A tenant (or group of tenants) can earn monthly profit and help to ensure the property stays in good shape for long-term appreciation with less maintenance costs down the line. An ineffective screening process can fail to block a renter who is a potential threat to an investment property.
Landlords could also set themselves up for accusations that they violated fair housing laws depending on how they screen tenants.
Inman reached out to two experts in the process to hear what landlords should consider when screening tenants, and tools for getting the job done.
“What most people don’t realize is that screening is not just generating a credit report on someone,” RentSpree CEO Michael Lucarelli told Inman. “Screening is a process.”
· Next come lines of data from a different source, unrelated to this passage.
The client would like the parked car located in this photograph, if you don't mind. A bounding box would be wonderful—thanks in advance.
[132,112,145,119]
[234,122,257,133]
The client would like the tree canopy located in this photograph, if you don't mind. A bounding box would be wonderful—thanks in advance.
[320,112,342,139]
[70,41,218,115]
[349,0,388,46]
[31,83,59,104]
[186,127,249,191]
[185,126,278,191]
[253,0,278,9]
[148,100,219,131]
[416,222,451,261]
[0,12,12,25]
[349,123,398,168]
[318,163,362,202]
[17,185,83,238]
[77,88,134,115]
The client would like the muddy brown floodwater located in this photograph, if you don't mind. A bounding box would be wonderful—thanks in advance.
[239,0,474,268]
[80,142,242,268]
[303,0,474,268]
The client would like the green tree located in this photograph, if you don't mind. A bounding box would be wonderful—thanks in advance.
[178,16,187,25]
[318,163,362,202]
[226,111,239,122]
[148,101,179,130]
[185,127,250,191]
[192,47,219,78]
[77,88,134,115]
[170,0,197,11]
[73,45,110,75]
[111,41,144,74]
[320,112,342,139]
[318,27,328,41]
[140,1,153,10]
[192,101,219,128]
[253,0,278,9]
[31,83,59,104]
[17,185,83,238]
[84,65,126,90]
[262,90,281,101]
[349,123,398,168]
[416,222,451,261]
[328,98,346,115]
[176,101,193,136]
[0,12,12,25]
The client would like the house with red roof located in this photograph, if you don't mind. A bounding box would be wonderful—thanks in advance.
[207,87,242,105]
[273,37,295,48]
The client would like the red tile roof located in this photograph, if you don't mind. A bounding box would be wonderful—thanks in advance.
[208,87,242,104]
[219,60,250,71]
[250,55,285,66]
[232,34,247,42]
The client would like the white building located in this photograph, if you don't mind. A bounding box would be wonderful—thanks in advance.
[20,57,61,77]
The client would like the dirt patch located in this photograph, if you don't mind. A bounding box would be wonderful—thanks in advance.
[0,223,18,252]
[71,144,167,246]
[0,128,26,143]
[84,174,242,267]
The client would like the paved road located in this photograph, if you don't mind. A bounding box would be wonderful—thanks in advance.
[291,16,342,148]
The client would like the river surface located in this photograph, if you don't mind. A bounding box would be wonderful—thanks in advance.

Think of it like a sort of investigation with the goal of assessing how likely someone is to pay rent on time and in full while taking care of a property. Here’s what experts said landlords should consider.
Cover the basics
Some things are considered standard practice for landlords and property managers as they screen tenants.
“Generally speaking the pieces of screening, it’s going to be the rental application, then usually a credit check, credit report and credit score,” Lucarelli said. “From there eviction report and background check.”
Those basics make up the bulk of what landlords will want to check for.
RentSpree offers to handle that type of screening on behalf of landlords, who can also work with a number of online screening tools for background checks.
Call a previous landlord (not the current one)
When screening tenants, asking for references is a given. And talking with an applicant’s previous landlord can give some insight into how a renter’s history.
But contacting a current landlord may not be the best source of information, said Nathan Gesner, broker/owner of American West Realty & Management, which manages about 400 rental units and another 350 storage units in Wyoming.
“Sometimes landlords will give you false information in an effort to get the tenant out of their rental,” Gesner said. “You have to be careful with what you accept as a reference.”
Lucarelli suggested asking for contact information for previous landlords as part of the screening process.
“The previous landlord is the best person to get in contact with,” Lucarelli said. “If there is a bad tenant, the current landlord of that tenant has a vested interest in the outcome of your decision.”
Create a rubric
Landlords can make things easier for themselves and avoid even the threat of fair housing accusations by creating a kind of rubric during their screening process.
Setting a minimum credit score, maximum debt-to-income ratio and other requirements applicants must meet to qualify to rent a property can help.
“I use a scoresheet, and we evaluate a person on 15 different categories,” Gesner said. “Each category they could score from 0-3 points. We add those up and that total score determines if they’re denied or if they’re approved.”
A lower credit score can represent a higher risk to a rental property, Gesner added.
“The higher the risk, the higher the security deposit they have to pay,” he said.
Landlords can even share that with the rental listing to provide transparency to prospective tenants and allow applicants to avoid applying if they don’t qualify.
“You’re trying to evaluate the level of risk the person presents to your business or the property,” Gesner said. “With most things you identify risk and then find a way to mitigate risk.”